В переднюю он вынес ореховый сундучок и огромную трубу из белой жести. Один конец трубы был узенький, как носок чайника, а другой такой широкий, что Протопопов зацепил им за дверь. Дверь распахнулась, и я увидел нашу барыньку с усиками. Она почему-то испугалась и шмыгнула за занавеску.
Мы пошли домой. Никита нес сундучок, а мы с Витей трубу. Витя держал ее за широкий конец, а я за узкий.
Когда мы пробирались через базар, из трубы вдруг что-то как закричит:
— Ой, гоп, чики-рики!..
От страха мы бросили трубу на землю. Позади нас приплясывала рыжая девчонка. Та самая. Оказывается, это она подкралась к узкому концу трубы и закричала в дырочку. Никита выругался, но она не отставала и все дразнила:
— Шарманщики! Карусельщики! Трубачи!..
В жизни еще не встречал такой противной ведьмы!
Она, наверно, дошла бы до самой чайной, но тут задрались двое мальчишек. Рыжая остановилась и начала подзадоривать их:
— Эй, чумазый, как же ты бьешь? По загривку его, по загривку! А ты, лопух, чего скапустился? Двинь его под микитки!..
Витя сказал:
— Жалко, что руки заняты, а то б я ее за патлы.
Никита только хмыкнул:
— Такая дастся!..
Когда мы принесли фонограф, в зале сидел красноносый, пил чай и что-то бормотал о шкалике. Увидя трубу, он сказал:
— Это труба Иерихонская, та самая, в которую трубил Иисус Навин. От звуков ее пали стены града Иерихона.

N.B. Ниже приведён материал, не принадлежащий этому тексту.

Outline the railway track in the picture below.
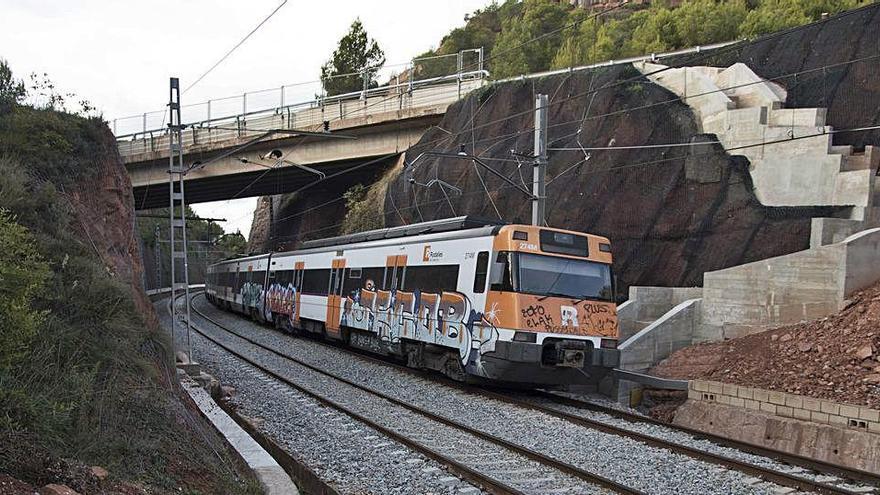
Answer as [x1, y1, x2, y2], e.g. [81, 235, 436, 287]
[182, 294, 880, 494]
[168, 294, 628, 495]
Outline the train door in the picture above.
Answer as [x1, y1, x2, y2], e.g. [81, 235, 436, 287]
[325, 259, 345, 338]
[382, 254, 406, 291]
[290, 261, 306, 328]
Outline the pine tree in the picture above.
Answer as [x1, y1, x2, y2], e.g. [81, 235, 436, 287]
[321, 19, 385, 96]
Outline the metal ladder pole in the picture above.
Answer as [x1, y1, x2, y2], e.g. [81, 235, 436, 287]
[168, 77, 194, 362]
[532, 94, 548, 226]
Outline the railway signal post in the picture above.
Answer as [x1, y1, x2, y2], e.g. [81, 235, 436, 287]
[168, 77, 194, 362]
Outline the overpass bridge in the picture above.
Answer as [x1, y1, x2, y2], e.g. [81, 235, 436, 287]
[112, 51, 488, 210]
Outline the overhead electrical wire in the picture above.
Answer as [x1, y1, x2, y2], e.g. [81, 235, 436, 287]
[268, 125, 880, 246]
[181, 0, 287, 94]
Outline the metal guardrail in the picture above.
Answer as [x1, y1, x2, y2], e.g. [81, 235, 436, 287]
[495, 40, 741, 83]
[110, 48, 487, 139]
[117, 72, 486, 157]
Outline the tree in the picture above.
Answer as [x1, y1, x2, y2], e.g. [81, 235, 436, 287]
[321, 19, 385, 96]
[672, 0, 748, 47]
[553, 9, 600, 68]
[490, 0, 568, 78]
[739, 0, 810, 38]
[0, 58, 27, 112]
[739, 0, 865, 38]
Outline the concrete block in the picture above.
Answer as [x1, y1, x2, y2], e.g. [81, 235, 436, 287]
[803, 397, 822, 411]
[736, 386, 755, 399]
[840, 404, 860, 419]
[819, 400, 840, 414]
[752, 388, 770, 402]
[828, 414, 849, 426]
[785, 394, 804, 409]
[769, 391, 786, 405]
[721, 383, 739, 397]
[859, 407, 880, 423]
[792, 409, 810, 421]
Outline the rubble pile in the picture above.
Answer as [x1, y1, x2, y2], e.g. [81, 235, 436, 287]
[652, 284, 880, 408]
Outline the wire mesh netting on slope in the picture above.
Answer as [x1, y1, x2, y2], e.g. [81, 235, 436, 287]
[385, 7, 880, 294]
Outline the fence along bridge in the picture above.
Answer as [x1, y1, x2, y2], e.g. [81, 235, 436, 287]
[111, 49, 488, 210]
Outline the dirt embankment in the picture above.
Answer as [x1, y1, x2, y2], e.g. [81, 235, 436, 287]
[652, 284, 880, 409]
[0, 106, 255, 494]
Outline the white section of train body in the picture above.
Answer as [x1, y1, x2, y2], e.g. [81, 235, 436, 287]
[206, 226, 616, 384]
[206, 227, 506, 362]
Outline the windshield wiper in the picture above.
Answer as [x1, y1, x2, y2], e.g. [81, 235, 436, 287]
[538, 292, 571, 301]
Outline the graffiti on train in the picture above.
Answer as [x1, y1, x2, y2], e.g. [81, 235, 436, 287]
[239, 282, 263, 308]
[266, 283, 296, 323]
[340, 281, 498, 362]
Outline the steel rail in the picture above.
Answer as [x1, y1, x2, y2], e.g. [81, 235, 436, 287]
[186, 294, 642, 495]
[169, 295, 525, 495]
[187, 296, 880, 495]
[532, 391, 880, 486]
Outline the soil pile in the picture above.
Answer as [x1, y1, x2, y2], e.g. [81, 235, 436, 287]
[0, 105, 256, 493]
[651, 284, 880, 409]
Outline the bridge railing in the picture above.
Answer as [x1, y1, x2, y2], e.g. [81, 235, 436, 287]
[110, 48, 488, 149]
[117, 78, 485, 157]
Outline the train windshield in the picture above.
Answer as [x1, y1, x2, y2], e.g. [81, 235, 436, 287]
[492, 252, 614, 301]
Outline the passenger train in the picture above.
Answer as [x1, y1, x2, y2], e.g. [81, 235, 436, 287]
[205, 217, 619, 387]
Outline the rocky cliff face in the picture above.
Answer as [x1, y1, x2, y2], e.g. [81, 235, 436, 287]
[251, 6, 880, 294]
[67, 126, 155, 324]
[385, 66, 833, 294]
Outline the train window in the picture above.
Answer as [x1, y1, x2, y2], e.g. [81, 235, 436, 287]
[274, 270, 293, 287]
[302, 268, 330, 296]
[360, 266, 385, 290]
[490, 251, 513, 292]
[474, 251, 489, 294]
[401, 265, 458, 293]
[539, 230, 589, 256]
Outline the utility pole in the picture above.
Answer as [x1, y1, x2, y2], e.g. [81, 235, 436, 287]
[153, 224, 162, 289]
[167, 77, 194, 362]
[532, 95, 547, 226]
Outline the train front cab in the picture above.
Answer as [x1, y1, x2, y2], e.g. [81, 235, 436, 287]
[479, 225, 620, 386]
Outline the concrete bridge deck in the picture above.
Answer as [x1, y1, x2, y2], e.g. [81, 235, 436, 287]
[118, 72, 485, 209]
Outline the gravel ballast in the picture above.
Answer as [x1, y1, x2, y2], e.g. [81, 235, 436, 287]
[162, 300, 488, 494]
[187, 297, 820, 494]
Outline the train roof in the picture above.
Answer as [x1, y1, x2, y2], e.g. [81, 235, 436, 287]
[297, 216, 507, 251]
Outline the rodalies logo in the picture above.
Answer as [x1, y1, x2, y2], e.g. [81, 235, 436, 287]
[422, 244, 443, 261]
[559, 306, 579, 327]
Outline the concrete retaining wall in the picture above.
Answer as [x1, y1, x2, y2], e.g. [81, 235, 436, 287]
[697, 229, 880, 340]
[618, 299, 701, 371]
[617, 286, 703, 342]
[674, 380, 880, 473]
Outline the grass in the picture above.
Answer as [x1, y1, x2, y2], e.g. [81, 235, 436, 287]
[0, 105, 260, 493]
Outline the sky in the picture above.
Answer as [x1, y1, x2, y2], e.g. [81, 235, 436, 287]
[0, 0, 490, 240]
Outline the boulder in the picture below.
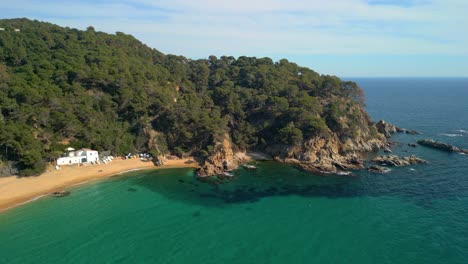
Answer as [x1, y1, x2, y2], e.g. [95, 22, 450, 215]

…Дня через два пришел капитан Протопопов и привел с собой мастера. Трубу подвесили к потолку, а узкий конец воткнули в ореховый сундучок. В сундучке блестел стальной валик. Из длинной коробки, которую принес мастер, вынули валик восковой, пустой внутри, и насадили на валик стальной. Потом накрутили ручкой пружину и стали слушать. Сначала долго шипело, а когда перестало шипеть, то кто-то в трубе вдруг запел:
Вузэт аншантэ э шарманБэль амур, бэль ами, бэль аман[4].
Голос был женский, но такой, будто женщина простудилась, охрипла и схватила насморк.

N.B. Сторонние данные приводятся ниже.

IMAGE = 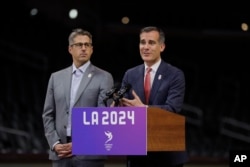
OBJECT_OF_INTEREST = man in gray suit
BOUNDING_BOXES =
[42,29,114,167]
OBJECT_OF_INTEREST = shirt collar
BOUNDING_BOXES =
[72,61,90,73]
[145,59,161,72]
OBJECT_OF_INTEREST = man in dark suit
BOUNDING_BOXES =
[121,27,187,167]
[42,29,114,167]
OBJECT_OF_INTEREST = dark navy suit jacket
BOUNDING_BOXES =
[122,60,187,164]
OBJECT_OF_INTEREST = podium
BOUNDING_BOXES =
[147,107,186,151]
[72,107,185,155]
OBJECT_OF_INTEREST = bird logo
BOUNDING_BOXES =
[104,131,113,143]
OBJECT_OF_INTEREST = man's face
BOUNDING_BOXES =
[139,31,165,65]
[68,35,93,67]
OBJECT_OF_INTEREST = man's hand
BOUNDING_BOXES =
[121,90,146,107]
[54,143,72,158]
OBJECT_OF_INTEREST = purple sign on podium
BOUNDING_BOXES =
[72,107,147,155]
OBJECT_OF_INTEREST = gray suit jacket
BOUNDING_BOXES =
[42,64,114,160]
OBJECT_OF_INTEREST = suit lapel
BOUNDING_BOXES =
[64,66,72,106]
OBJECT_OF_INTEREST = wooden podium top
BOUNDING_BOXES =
[147,107,186,151]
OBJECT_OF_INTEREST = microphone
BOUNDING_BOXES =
[103,83,121,106]
[113,83,132,103]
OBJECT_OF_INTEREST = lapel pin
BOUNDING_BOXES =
[158,75,161,80]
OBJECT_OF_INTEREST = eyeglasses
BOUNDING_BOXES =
[70,42,92,49]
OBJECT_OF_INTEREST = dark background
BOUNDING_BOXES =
[0,0,250,164]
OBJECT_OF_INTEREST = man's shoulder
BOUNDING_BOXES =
[127,64,144,72]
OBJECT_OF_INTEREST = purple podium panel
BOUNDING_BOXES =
[72,107,147,155]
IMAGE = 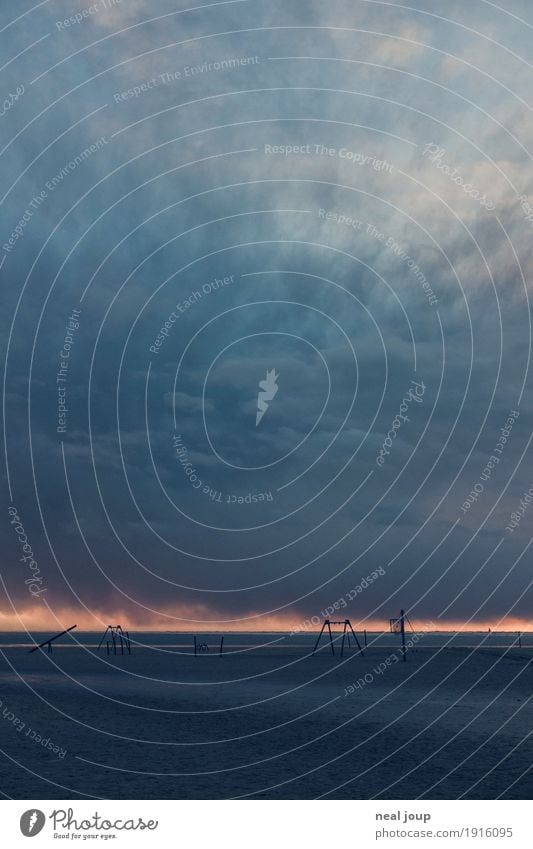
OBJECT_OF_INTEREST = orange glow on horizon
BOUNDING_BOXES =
[0,605,533,633]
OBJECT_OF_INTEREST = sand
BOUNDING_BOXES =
[0,634,533,799]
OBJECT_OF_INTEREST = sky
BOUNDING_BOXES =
[0,0,533,630]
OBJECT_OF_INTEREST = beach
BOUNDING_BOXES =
[0,633,533,799]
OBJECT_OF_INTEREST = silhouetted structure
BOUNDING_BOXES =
[194,636,224,657]
[29,625,78,654]
[312,619,364,657]
[97,625,131,654]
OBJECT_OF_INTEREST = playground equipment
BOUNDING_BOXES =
[28,625,78,654]
[97,625,131,654]
[389,610,416,661]
[194,636,224,657]
[312,619,364,657]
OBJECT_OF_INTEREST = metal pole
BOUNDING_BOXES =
[400,610,407,661]
[325,619,335,655]
[341,619,350,657]
[312,622,326,654]
[346,619,364,657]
[28,625,78,654]
[96,625,111,651]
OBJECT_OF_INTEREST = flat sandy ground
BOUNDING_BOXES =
[0,637,533,799]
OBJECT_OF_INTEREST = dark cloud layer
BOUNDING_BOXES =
[0,0,533,627]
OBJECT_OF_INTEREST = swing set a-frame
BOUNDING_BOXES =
[312,619,364,657]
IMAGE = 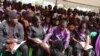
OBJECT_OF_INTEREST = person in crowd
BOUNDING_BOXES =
[27,16,46,56]
[0,11,28,56]
[95,33,100,56]
[72,23,93,56]
[44,20,72,56]
[43,17,52,34]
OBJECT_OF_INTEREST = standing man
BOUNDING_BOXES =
[1,11,28,56]
[44,20,72,56]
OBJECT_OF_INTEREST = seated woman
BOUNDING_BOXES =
[44,19,72,56]
[72,23,93,56]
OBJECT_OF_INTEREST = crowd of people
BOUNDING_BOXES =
[0,2,100,56]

Протопопов притопнул ногой.
— Отлично! Теперь у вас будут стены ломиться.
И ушел, звеня шпорами.
Я вспомнил, что говорил красноносый о стенах Иерихона, и испугался. Но отец сказал:
— Как бы не так! Чего они будут ломиться, когда все валики на французском языке. Сюда бы «Разлуку» или «Вниз по матушке, по Волге». И из Кока ни черта не выйдет.
Все-таки он усердно крутил фонограф и зазывал наших редких посетителей в «тот» зал, чтобы читать им «Жоржетту». Иногда к нам заходили крестьяне со своим хлебом и пили чай. Сначала они пугливо заглядывали в трубу и говорили: «Тю!.. Дэ вона там ховается, чертяка?!» Потом, послушав немного, просили отца: «Да останови свой шарман, нехай ему бис!» От чтения же «Жоржетты» оборванцы засыпали или незаметно, чтоб не обидеть отца, переползали в другой зал.

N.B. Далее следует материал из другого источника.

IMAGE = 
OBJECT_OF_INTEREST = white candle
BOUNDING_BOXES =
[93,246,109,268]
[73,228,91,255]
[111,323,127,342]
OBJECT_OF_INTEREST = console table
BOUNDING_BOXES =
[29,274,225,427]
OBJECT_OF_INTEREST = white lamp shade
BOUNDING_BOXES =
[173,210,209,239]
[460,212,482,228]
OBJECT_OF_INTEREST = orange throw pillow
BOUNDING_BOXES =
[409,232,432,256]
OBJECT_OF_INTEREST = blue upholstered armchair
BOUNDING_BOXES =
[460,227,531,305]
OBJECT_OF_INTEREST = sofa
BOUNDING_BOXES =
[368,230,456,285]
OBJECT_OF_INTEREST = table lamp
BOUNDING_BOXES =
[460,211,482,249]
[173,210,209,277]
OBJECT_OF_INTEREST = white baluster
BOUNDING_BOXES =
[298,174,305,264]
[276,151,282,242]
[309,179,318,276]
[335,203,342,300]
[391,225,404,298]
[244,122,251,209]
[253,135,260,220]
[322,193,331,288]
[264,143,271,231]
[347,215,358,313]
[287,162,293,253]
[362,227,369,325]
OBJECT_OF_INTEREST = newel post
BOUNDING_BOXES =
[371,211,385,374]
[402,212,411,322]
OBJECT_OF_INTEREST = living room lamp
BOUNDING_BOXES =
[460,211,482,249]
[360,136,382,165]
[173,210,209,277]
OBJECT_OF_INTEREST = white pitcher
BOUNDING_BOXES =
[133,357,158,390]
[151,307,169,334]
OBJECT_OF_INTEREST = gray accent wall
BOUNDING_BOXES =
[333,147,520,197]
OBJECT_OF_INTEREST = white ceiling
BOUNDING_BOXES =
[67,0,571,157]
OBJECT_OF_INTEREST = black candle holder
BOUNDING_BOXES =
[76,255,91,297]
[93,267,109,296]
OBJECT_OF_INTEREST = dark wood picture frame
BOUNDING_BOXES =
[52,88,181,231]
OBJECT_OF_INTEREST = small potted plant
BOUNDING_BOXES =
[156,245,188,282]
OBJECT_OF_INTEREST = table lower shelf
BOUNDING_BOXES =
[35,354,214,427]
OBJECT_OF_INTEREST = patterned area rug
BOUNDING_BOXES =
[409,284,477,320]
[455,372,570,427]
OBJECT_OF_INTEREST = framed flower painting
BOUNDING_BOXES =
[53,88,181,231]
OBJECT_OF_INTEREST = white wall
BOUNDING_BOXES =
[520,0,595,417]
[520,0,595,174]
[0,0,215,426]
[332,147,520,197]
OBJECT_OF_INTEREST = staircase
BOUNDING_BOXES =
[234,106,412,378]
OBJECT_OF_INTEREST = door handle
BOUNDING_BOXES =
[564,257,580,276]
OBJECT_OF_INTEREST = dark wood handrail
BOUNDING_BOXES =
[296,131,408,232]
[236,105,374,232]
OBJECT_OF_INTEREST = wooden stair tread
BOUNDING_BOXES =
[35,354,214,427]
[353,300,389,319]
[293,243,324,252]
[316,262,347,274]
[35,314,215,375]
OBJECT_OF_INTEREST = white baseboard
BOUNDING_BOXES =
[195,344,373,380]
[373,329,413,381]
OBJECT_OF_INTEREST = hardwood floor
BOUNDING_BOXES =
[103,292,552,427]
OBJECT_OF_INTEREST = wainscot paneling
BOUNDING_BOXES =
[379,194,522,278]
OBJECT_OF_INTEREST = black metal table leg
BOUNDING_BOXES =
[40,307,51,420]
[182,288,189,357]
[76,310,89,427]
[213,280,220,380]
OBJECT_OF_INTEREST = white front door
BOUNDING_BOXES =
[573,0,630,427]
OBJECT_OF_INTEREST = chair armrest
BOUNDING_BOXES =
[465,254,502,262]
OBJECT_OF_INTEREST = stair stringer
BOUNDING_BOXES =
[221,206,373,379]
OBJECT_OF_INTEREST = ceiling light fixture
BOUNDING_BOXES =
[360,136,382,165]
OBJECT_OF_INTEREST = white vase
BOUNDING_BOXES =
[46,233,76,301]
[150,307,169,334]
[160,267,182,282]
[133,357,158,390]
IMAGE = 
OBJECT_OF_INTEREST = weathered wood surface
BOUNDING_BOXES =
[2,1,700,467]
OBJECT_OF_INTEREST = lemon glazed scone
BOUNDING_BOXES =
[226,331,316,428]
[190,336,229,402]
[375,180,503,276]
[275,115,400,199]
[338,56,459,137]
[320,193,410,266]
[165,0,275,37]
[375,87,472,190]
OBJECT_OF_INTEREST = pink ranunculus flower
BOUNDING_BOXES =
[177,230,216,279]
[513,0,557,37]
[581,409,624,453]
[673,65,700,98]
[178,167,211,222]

По распоряжению барыни, что в матерчатых туфлях, отец завел тетрадочку и отмечал в ней посетителей. Придет посетитель — отец поставит в тетрадке палочку, придет другой — другую палочку. А ночью, когда чайную закроют, отец все палочки подсчитывает. И каждый раз говорит:
— Как заворожил кто! Десять, двенадцать, от силы пятнадцать человек — и баста. Того и гляди, выгонят меня. А что я могу сделать!..
Но когда с неба полил холодный дождь, а потом замелькали в воздухе снежинки, все у нас изменилось.